The assumption that setting a random seed guarantees reproducible results in modern ML systems is dangerously incomplete.

Most practitioners treat seeding as a solved problem. You set seed=42, run your experiment twice, and expect identical outputs. This works for small, isolated models on single machines. But the moment you scale—distributed training, mixed-precision computation, asynchronous operations, hardware variance—that guarantee evaporates. The seed becomes a comforting fiction, a checkbox on a reproducibility checklist that masks deeper architectural fragility.

The core issue is that determinism and reproducibility are not the same thing. A deterministic algorithm produces the same output given the same input. Reproducibility means getting that same output across different environments, hardware configurations, and execution contexts. Large-scale ML training violates reproducibility in ways that seeding alone cannot address.

Consider what happens in distributed training across multiple GPUs or TPUs. Operations that appear sequential in your code execute in parallel. Floating-point reductions—summing gradients across devices, for instance—happen in non-deterministic order. The associativity of floating-point arithmetic is a myth. Adding numbers in order A+B+C produces a different result than A+C+B due to rounding errors that compound at scale. Set your seed, run the same training job on the same hardware twice, and you'll likely get identical results. Run it on different hardware, or even different GPU driver versions, and divergence emerges.

This matters because it creates a false sense of control. Teams invest in seeding strategies—carefully managing seeds across data loaders, model initialization, and augmentation pipelines—only to discover that their "reproducible" baseline doesn't reproduce when moved to production hardware or when a dependency updates. The seed was never the bottleneck. The architecture was.

What actually changes when you acknowledge this is your relationship to validation itself. Instead of chasing bit-level reproducibility, you shift toward statistical reproducibility—ensuring that results fall within expected variance bounds. This requires different tooling and different thinking. You need to understand the sources of non-determinism in your pipeline and quantify their impact. Some sources are acceptable (hardware variance that produces <0.1% metric drift). Others are not (algorithmic changes that produce different convergence behavior).

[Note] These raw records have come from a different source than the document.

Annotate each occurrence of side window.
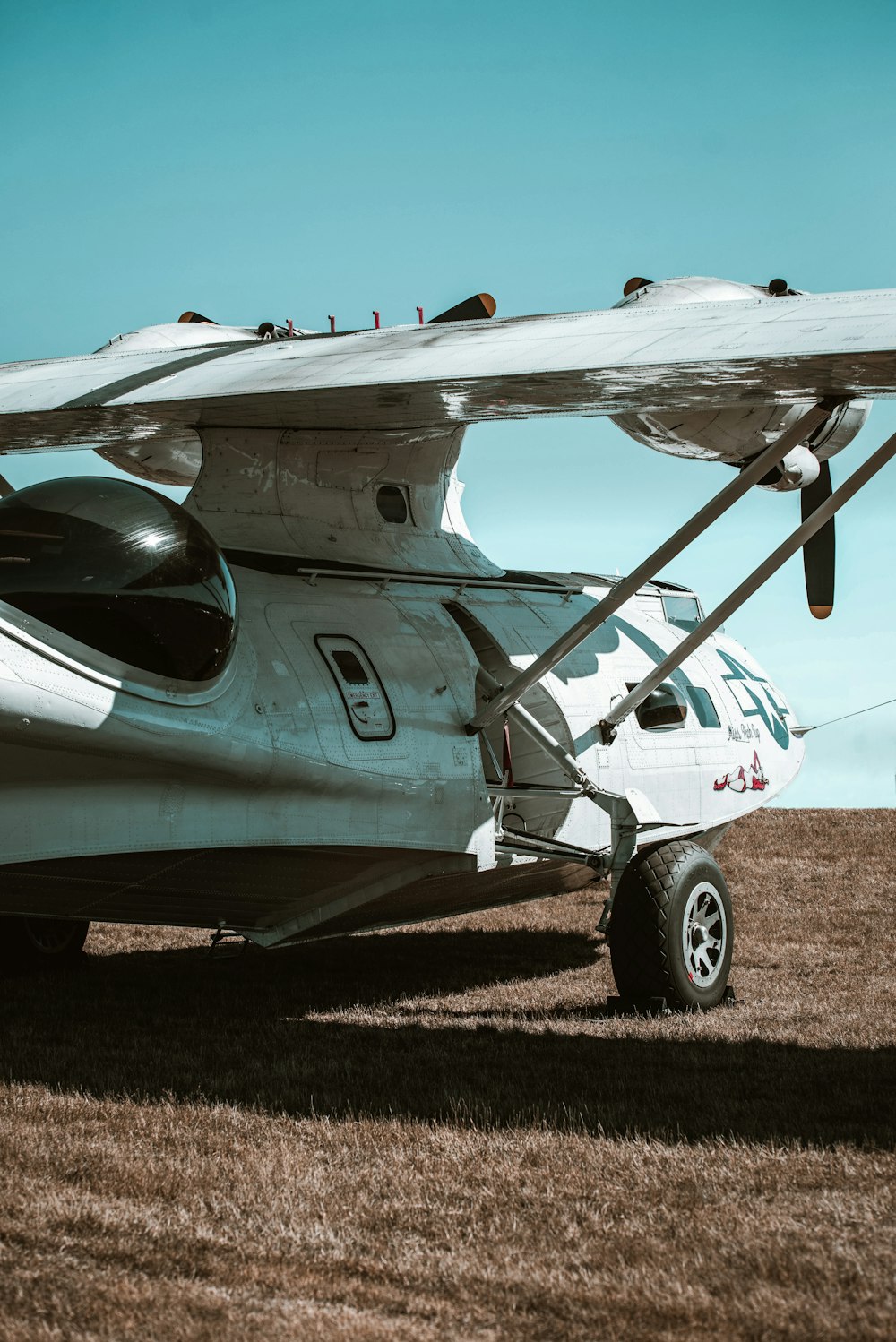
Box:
[663,596,702,633]
[314,633,396,741]
[625,680,688,731]
[375,485,410,525]
[686,684,721,727]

The practical path forward involves three concrete moves. First, separate concerns. Distinguish between operations that must be deterministic (data sampling, model initialization, hyperparameter selection) and those where statistical variance is acceptable (gradient computation, optimization steps). Second, instrument for variance. Run the same training job multiple times with different seeds and measure the distribution of final metrics. This gives you a baseline for what "reproducible enough" means in your context. Third, document the reproduction environment exhaustively—not just software versions, but CUDA compute capability, cuDNN version, CPU architecture, and any custom kernels. Reproducibility without context is meaningless.

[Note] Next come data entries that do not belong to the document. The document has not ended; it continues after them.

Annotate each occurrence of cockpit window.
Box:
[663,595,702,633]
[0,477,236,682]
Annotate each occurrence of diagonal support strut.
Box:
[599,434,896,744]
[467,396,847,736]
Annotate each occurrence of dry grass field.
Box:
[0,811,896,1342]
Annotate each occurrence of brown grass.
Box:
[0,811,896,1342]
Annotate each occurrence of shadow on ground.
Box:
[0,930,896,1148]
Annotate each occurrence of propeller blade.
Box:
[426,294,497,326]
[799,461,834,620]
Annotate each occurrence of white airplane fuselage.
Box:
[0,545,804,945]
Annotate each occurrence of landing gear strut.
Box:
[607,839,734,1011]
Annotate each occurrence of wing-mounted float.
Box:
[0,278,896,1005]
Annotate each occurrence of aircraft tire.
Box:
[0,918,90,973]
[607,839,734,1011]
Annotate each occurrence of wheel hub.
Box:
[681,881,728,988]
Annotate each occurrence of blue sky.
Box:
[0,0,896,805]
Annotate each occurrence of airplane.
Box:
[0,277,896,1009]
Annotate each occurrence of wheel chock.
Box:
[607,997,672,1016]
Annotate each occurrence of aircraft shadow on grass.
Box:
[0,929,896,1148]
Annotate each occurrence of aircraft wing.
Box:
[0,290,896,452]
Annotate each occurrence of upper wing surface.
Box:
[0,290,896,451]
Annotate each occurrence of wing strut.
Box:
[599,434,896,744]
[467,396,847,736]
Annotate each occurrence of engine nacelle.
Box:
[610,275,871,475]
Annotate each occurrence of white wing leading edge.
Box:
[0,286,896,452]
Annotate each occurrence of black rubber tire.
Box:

Teams building production ML systems often discover this the hard way: a model that trains identically in development fails to reproduce in staging because the hardware is different. A checkpoint loaded in inference produces slightly different outputs than training because mixed-precision rounding differs between forward and backward passes. These aren't bugs. They're features of how modern hardware and numerical computation actually work.

The uncomfortable truth is that large-scale ML training is inherently non-deterministic at the hardware level. Seeding controls one narrow slice of that non-determinism. It's useful, but it's not sufficient. The teams that build reliable systems are those that accept this reality and build reproducibility frameworks around it—frameworks that measure variance, document environments, and treat statistical stability as the actual goal rather than bit-level determinism.

Your seed matters. But it's not the whole story.